Commentaire du Père Michel Gitton

23e dimanche ordinaire C

2006

C’est un peu au jeu de "qui perd gagne" que nous invite ce dimanche le Seigneur. Le passage de la Sagesse nous avait avertis : lourds comme nous le sommes, nous avons du mal à entrer dans les pensées divines. Pour nous, "un ’tiens’ vaut mieux que deux, tu l’auras’". Nous n’aimons pas risquer la sécurité de l’acquis pour des promesses, si belles soient-elles.

Pourtant Dieu est comme cela, il est le contraire du propriétaire assis sur son magot. La joie du Père est de faire de la place à son Fils, de tout lui remettre, sans réserve. Son pouvoir, son autorité, est un effacement, une ouverture à l’infini.
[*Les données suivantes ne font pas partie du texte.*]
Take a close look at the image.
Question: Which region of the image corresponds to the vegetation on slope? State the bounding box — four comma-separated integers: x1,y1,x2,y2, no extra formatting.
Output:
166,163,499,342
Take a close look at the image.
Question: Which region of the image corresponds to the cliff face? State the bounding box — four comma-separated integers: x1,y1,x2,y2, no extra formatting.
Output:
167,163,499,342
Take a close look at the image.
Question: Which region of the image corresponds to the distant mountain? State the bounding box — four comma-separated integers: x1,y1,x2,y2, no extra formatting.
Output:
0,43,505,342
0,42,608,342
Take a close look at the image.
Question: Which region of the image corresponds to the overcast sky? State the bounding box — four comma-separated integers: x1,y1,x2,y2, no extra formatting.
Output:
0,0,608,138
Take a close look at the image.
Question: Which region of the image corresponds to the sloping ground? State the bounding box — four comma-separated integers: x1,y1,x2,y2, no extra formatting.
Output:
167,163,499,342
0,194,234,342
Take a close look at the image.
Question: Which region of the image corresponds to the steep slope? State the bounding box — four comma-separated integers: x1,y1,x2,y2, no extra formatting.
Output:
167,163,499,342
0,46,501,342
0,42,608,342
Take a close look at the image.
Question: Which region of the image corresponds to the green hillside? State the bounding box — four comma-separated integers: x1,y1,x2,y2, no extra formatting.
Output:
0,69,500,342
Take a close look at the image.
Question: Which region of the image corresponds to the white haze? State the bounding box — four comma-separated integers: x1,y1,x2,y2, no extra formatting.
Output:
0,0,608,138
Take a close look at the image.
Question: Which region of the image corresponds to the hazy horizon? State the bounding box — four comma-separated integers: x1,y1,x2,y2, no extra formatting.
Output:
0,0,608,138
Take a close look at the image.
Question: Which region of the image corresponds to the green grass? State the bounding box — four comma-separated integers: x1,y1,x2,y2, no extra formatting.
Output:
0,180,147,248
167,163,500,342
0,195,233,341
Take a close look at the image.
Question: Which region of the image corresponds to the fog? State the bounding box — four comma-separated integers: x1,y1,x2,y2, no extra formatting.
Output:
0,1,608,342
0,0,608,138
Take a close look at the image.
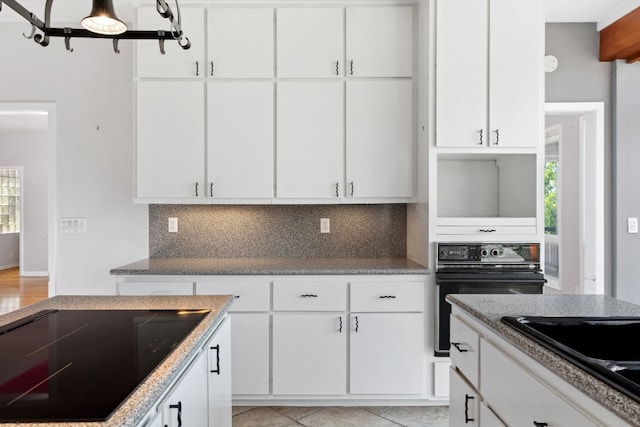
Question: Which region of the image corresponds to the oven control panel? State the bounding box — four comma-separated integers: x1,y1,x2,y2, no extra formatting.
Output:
437,243,540,264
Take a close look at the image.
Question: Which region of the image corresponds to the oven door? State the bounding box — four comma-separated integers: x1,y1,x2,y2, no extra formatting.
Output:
435,271,545,357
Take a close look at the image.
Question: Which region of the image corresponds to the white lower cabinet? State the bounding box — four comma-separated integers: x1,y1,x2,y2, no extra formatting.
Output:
349,313,425,394
273,313,347,395
449,366,484,427
208,318,233,427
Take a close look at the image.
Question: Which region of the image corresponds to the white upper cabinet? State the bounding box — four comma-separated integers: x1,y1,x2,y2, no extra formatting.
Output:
346,80,414,197
276,81,344,199
206,8,274,78
136,7,206,78
206,81,274,199
346,6,413,77
136,81,205,200
436,0,544,148
276,7,344,78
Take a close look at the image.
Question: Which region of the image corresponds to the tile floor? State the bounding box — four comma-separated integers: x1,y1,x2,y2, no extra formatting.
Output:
233,406,449,427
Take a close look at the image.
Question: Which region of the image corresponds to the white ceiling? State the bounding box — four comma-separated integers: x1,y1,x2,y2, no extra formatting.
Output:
544,0,640,29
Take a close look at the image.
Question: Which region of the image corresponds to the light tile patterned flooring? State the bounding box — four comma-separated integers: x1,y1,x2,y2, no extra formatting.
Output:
233,406,449,427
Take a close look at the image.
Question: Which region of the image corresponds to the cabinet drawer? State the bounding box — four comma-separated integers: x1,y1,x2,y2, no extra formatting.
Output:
480,340,596,427
118,282,193,296
273,282,347,311
451,316,480,388
351,282,424,312
438,225,536,236
196,281,270,312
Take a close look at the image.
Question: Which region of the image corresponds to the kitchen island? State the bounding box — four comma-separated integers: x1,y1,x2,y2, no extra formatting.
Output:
0,295,233,427
447,295,640,427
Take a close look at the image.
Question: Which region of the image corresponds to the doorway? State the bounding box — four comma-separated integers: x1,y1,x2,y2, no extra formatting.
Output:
545,102,605,294
0,102,56,296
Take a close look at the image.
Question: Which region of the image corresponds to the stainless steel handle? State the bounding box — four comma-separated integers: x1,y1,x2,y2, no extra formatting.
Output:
464,394,475,424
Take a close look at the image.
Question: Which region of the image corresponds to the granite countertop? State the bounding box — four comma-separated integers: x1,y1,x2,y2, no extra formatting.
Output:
111,258,429,275
447,295,640,426
0,295,233,427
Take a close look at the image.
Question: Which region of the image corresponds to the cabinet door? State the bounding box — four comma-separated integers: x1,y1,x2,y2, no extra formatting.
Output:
346,80,413,197
136,81,204,199
136,4,206,79
161,353,208,427
207,7,274,78
230,313,270,396
206,82,274,199
277,7,344,78
449,367,478,427
273,313,348,395
436,0,488,147
488,0,544,147
346,6,413,77
350,313,424,394
208,318,232,427
276,82,344,199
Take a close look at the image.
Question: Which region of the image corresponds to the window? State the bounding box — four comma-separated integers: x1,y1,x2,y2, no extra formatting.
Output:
0,169,21,234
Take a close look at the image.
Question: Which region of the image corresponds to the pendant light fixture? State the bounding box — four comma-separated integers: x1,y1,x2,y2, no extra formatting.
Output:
82,0,127,35
0,0,191,55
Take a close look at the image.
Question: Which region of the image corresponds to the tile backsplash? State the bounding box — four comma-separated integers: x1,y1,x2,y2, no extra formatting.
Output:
149,204,407,258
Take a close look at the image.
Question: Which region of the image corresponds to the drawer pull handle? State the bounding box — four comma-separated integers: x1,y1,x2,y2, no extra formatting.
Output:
211,344,220,375
464,394,475,424
451,342,469,353
169,402,182,427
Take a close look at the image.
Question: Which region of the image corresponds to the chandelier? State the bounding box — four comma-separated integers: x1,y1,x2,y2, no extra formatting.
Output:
0,0,191,55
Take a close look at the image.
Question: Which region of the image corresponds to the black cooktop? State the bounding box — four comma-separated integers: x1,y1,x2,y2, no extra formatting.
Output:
0,310,209,422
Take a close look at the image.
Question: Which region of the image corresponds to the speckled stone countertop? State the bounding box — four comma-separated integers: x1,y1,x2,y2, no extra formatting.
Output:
0,295,233,427
447,295,640,426
111,258,429,275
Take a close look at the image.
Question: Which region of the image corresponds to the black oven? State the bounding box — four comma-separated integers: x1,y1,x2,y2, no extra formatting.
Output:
435,243,545,357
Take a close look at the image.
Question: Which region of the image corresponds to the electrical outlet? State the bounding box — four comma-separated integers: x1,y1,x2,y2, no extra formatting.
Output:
320,218,331,233
169,218,178,233
58,218,87,234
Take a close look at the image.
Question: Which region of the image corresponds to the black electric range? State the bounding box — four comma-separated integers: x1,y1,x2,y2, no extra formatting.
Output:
0,310,209,422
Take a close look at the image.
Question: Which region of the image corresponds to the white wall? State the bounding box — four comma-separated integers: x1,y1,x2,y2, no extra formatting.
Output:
0,24,148,294
0,130,49,275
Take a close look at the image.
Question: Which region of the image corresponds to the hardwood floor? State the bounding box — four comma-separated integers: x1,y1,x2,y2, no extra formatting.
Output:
0,267,49,314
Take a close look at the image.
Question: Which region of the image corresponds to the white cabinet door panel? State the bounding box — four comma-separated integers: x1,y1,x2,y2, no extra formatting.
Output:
346,6,413,77
273,313,347,395
350,313,424,395
436,0,489,147
206,82,274,199
136,4,206,78
489,0,544,147
207,7,274,78
276,82,344,198
230,313,270,396
276,7,344,78
136,81,204,199
346,80,413,197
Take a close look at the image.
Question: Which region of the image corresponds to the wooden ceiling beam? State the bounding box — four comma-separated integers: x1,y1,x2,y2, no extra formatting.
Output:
600,7,640,62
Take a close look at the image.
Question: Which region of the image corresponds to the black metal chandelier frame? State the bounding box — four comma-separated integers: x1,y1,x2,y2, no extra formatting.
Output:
0,0,191,55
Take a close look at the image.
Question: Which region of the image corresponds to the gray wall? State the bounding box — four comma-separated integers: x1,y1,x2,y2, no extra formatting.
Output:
149,204,407,258
614,61,640,304
545,23,614,294
0,24,149,295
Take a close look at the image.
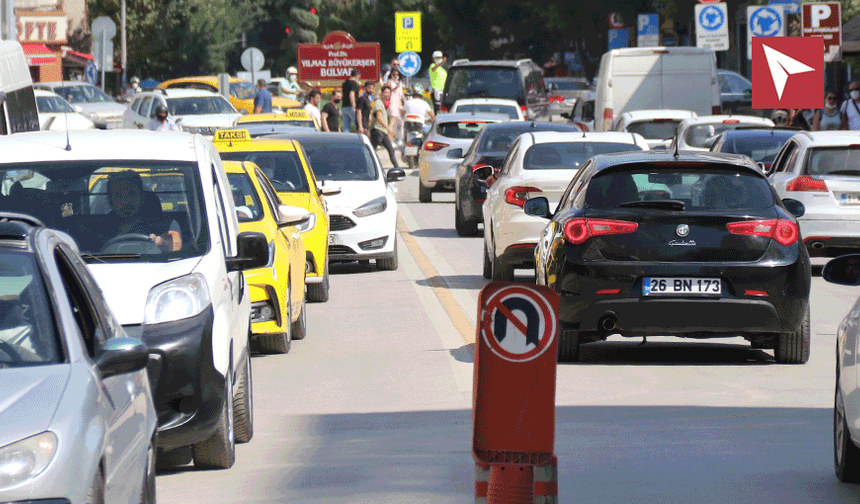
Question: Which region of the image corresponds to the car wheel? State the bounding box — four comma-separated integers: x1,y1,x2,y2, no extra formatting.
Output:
376,235,397,271
194,366,236,469
773,308,810,364
308,264,329,303
233,352,254,443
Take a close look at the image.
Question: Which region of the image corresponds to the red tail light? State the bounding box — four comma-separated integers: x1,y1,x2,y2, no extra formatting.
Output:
726,219,800,245
785,175,827,192
424,141,448,152
505,186,542,208
564,217,639,245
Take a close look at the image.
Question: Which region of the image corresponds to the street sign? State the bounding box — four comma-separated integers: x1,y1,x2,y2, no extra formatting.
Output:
472,282,559,464
397,51,421,77
801,2,842,61
394,12,421,52
696,2,729,51
636,14,660,47
747,5,786,59
752,37,824,109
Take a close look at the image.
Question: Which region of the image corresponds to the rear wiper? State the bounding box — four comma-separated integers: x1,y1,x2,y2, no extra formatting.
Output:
618,200,687,210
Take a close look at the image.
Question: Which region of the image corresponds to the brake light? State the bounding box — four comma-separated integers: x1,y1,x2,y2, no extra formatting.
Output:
726,219,800,245
505,186,542,208
785,175,827,192
424,141,448,152
564,217,639,245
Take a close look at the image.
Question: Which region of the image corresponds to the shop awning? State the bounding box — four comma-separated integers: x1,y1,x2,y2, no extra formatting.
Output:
21,43,57,66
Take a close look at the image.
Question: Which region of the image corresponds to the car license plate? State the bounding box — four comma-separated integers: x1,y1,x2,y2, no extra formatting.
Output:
642,277,723,296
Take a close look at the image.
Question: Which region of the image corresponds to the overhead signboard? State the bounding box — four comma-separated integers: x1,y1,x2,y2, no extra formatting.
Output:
636,14,660,47
394,12,421,52
801,2,842,61
747,5,786,59
296,31,380,86
696,2,729,51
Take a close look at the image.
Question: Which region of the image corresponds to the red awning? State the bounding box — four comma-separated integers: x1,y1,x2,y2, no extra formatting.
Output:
21,43,57,66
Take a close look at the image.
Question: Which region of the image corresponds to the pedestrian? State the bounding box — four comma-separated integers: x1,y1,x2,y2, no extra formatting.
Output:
355,81,375,136
321,89,341,133
839,81,860,130
812,90,842,131
370,85,400,168
340,68,361,133
305,88,322,127
254,79,272,114
146,104,182,131
429,51,448,112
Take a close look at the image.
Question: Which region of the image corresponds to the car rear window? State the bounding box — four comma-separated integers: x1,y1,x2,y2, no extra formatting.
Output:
806,146,860,176
523,142,642,170
585,164,774,211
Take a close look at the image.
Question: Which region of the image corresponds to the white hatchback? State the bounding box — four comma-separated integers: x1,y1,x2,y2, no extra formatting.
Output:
483,131,649,282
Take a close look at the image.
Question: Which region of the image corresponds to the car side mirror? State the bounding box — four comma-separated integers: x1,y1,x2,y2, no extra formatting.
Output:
385,168,406,182
227,231,269,271
821,254,860,286
278,205,311,227
523,196,550,219
96,337,149,378
782,198,806,217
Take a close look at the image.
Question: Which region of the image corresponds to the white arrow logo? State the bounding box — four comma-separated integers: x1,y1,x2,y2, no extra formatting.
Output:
761,44,815,99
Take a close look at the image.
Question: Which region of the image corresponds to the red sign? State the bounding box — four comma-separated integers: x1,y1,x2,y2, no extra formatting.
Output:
472,282,559,464
752,37,824,109
297,31,380,86
800,2,842,61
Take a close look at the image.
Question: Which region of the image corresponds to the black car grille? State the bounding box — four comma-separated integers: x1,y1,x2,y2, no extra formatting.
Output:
328,215,355,231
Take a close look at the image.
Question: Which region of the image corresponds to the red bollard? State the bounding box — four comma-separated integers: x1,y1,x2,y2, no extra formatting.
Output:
487,464,535,504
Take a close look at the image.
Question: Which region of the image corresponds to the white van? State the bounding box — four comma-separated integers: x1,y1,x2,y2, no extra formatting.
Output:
0,40,39,135
594,47,721,131
0,130,268,468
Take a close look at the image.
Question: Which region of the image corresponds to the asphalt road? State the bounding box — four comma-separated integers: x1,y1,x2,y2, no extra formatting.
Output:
157,166,860,504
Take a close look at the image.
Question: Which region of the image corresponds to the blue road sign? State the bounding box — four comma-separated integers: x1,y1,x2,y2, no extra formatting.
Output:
699,5,726,31
397,51,421,77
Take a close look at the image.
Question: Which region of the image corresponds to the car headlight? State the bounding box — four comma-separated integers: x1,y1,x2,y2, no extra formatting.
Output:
296,214,317,233
143,273,211,324
0,431,57,488
352,196,388,217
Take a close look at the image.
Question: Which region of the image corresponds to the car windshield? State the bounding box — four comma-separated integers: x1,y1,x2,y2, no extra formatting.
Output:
221,151,310,192
0,160,209,262
36,96,75,114
684,120,761,148
523,142,642,170
227,173,263,222
167,96,236,116
0,249,64,369
585,164,774,211
627,119,681,140
52,86,113,103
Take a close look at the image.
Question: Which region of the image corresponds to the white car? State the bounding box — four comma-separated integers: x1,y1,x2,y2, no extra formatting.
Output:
34,89,96,130
614,109,698,149
122,89,242,137
0,130,268,468
451,98,525,121
669,115,774,151
418,112,510,203
482,131,649,282
768,131,860,257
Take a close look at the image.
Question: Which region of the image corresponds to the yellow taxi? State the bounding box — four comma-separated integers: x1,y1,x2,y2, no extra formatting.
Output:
236,108,320,131
224,161,310,353
214,129,332,302
158,75,301,114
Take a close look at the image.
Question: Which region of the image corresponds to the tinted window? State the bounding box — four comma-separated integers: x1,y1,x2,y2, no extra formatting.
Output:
523,142,642,170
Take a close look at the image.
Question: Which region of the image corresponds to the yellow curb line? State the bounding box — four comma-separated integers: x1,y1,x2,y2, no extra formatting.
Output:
397,213,475,355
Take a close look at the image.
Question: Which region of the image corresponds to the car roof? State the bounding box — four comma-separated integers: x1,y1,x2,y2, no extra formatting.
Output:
0,129,197,164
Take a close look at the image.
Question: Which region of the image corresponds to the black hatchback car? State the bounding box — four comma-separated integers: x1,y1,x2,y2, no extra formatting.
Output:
524,151,811,363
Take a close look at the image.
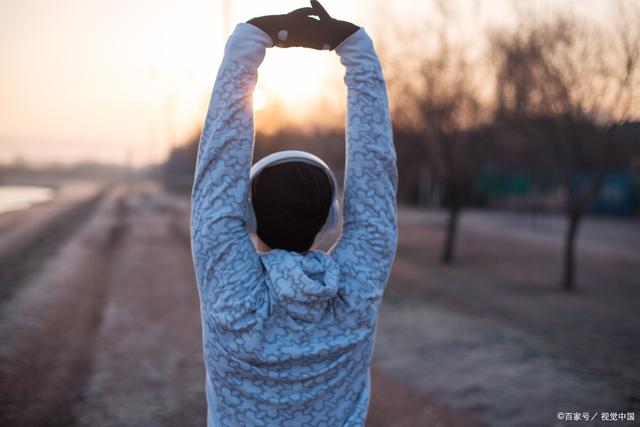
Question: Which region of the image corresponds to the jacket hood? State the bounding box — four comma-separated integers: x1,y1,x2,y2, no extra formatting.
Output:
261,249,340,322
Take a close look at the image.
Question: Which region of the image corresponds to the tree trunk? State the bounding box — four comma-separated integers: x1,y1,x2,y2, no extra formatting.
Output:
440,202,460,264
562,209,582,291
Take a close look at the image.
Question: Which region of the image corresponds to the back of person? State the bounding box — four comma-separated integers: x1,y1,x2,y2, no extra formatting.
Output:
192,3,397,426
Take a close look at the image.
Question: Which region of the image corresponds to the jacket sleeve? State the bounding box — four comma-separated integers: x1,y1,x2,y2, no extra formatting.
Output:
333,29,397,299
191,24,272,332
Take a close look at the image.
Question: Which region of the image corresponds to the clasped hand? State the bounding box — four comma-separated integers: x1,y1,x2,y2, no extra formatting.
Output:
248,0,360,50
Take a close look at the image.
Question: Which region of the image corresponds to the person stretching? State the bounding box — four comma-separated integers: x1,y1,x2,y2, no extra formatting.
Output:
191,1,397,427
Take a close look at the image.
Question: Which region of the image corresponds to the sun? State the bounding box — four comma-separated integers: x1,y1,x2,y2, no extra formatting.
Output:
253,89,267,111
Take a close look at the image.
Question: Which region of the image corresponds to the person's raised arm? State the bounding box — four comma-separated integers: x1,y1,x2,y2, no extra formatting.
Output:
191,24,272,330
333,25,397,296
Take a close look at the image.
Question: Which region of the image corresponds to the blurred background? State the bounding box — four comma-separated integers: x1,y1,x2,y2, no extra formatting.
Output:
0,0,640,426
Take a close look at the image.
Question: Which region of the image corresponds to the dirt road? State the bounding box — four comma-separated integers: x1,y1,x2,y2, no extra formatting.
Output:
0,184,471,427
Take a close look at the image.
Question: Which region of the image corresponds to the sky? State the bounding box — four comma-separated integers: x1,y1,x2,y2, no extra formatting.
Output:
0,0,620,166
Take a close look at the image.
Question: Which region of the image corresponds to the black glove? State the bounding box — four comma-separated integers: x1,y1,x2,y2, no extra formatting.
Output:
248,0,360,50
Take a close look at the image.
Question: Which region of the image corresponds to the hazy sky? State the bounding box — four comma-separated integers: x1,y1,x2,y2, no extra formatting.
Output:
0,0,620,165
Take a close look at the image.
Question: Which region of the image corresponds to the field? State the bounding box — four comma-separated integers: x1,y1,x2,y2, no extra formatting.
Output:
0,183,640,427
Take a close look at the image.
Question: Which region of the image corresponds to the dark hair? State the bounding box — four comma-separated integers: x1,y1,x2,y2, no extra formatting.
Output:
251,161,333,252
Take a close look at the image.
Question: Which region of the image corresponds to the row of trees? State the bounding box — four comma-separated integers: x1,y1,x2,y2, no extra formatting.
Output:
383,1,640,289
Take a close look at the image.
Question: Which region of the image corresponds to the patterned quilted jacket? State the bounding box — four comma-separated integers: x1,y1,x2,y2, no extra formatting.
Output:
191,24,397,427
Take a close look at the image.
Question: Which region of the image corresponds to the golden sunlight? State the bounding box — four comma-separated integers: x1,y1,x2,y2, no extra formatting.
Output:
253,88,267,111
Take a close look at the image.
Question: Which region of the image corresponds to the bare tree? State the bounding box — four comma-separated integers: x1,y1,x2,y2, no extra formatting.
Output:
392,1,490,264
492,2,640,290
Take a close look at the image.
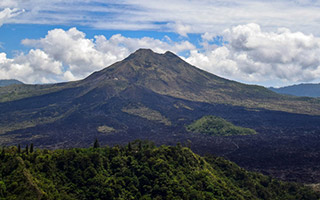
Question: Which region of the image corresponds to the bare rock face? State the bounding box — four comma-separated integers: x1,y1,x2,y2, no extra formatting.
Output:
0,49,320,182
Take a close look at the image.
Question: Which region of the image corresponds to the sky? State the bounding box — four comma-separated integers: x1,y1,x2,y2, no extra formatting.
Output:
0,0,320,87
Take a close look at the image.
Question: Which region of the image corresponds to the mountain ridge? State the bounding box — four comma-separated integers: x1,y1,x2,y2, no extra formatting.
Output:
0,50,320,183
269,83,320,97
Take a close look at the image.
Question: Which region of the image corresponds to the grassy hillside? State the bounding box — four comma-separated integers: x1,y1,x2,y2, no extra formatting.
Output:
186,116,256,136
0,141,320,200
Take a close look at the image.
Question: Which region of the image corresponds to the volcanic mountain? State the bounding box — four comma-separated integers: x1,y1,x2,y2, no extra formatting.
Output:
269,83,320,97
0,49,320,182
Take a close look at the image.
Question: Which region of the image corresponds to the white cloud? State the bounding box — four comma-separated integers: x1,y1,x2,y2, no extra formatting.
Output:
0,7,24,26
186,24,320,85
0,0,320,36
0,23,320,86
0,28,195,83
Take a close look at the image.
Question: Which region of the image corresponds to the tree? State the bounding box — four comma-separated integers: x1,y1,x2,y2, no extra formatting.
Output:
0,146,6,159
26,145,29,154
30,143,33,153
128,142,132,151
93,138,100,148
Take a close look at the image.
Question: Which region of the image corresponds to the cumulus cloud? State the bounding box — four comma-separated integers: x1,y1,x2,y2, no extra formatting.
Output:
0,28,195,83
0,8,24,26
186,24,320,85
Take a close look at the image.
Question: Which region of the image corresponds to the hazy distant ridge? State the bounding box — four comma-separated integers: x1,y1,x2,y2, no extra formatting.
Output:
269,83,320,97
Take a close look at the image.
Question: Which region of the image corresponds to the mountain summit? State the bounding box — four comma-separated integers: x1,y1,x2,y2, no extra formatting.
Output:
0,49,320,182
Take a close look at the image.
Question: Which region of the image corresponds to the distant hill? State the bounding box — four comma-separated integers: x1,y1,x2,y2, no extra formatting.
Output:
0,141,320,200
0,49,320,183
0,79,23,87
269,83,320,97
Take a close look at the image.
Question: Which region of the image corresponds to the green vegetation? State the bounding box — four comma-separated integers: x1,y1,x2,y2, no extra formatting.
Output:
0,141,320,200
187,116,256,136
97,125,116,134
121,105,171,126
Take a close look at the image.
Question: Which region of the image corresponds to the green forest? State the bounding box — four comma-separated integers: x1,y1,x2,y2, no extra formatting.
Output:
0,140,320,200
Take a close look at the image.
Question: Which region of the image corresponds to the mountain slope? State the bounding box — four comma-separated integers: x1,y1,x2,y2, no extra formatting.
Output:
0,141,320,200
0,79,23,87
0,49,320,182
269,83,320,97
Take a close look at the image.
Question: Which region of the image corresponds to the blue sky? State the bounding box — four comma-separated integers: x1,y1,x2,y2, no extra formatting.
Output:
0,0,320,86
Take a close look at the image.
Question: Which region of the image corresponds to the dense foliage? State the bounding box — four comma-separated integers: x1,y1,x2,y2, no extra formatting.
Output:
0,141,320,200
187,115,256,136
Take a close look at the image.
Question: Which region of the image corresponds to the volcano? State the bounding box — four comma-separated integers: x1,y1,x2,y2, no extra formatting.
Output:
0,49,320,182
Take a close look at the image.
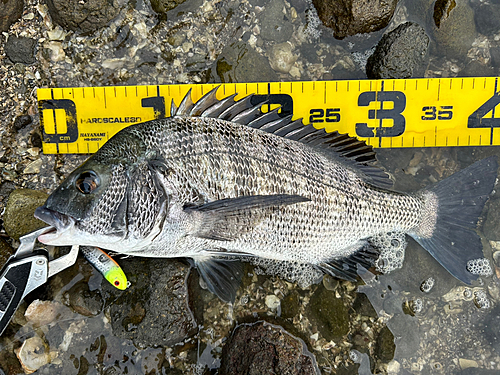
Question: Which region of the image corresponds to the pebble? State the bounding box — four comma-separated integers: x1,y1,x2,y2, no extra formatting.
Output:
24,299,64,327
16,336,50,374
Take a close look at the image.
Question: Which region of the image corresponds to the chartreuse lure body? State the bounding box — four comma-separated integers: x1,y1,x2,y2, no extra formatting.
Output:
80,246,128,290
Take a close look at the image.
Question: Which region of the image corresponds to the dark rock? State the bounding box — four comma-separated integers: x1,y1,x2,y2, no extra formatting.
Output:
474,4,500,35
68,282,104,316
219,321,317,375
434,0,476,58
308,287,349,341
366,22,429,79
0,0,24,32
47,0,126,34
30,131,42,148
260,0,293,43
211,42,278,83
0,237,14,267
281,290,300,319
5,35,36,65
483,305,500,354
458,60,495,77
105,258,197,347
3,189,48,240
13,115,33,132
482,195,500,241
151,0,186,13
375,326,396,362
313,0,398,39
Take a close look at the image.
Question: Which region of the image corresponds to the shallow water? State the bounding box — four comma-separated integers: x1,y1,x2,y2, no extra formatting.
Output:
0,0,500,375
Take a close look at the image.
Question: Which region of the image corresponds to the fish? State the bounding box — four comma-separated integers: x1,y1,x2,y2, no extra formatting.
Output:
80,246,128,290
35,87,498,302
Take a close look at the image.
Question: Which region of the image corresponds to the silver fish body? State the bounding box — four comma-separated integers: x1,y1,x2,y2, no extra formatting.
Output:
37,87,497,299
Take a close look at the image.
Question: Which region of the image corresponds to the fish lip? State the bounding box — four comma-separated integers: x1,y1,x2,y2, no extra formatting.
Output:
34,206,76,243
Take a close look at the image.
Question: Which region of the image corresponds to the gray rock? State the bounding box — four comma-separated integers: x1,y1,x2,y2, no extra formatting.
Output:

Alors ne nous étonnons pas de voir Jésus nous tracer un singulier programme où la dépossession, le renoncement, l’oubli de soi sont la règle pour qui veut le suivre. Ne nous étonnons pas surtout de le voir justifier ces exigences inhumaines par des considérations d’intérêt bien compris. Celui qui agira ainsi est comparable à un sage bâtisseur qui mesure ses ressources avant d’entreprendre le travail, ou encore à un roi qui ne se laisse pas embarquer dans une guerre où il n’a pas la supériorité de l’effectif. Paradoxe ! Se laisser dessaisir de tout par amour du Seigneur est donc, en fait, le secret du bonheur, le seul moyen raisonnable d’atteindre le but de notre vie. Ce n’est pas en défendant coûte que coûte des joies fugaces et en partie illusoires que je trouverai la vie et la joie. Seules les mains ouvertes permettent à Dieu de nous combler. A l’image du Dieu-Trinité, nous sommes faits pour excéder nos limites et nous réaliser dans le don.

De cela, nous avons un exemple très concret dans la savoureuse histoire de l’esclave Onésime. Celui-ci, comme fugitif, est passible des châtiments les plus sévères, mais ne voilà-t-il pas qu’il est venu trouver saint Paul dans sa prison et s’est sincèrement converti au Christ, au point d’être baptisé. Dans la lettre qu’il lui confie pour son maître, l’Apôtre ne se contente pas de plaider sa cause ; il propose à son maître de faire l’expérience d’un marché inouï : non seulement recevoir Onésime sans le châtier, mais l’affranchir, et ainsi, au lieu de l’esclave qu’il avait perdu, de retrouver un frère. Le vrai gagnant dans l’affaire sera Philémon, qui, en acceptant de perdre une possession bien précaire, va trouver un bien définitif.

Si le billet de saint Paul nous est parvenu, c’est que le destinataire l’a pieusement conservé et donc qu’il a dû s’exécuter, pour sa plus grande joie.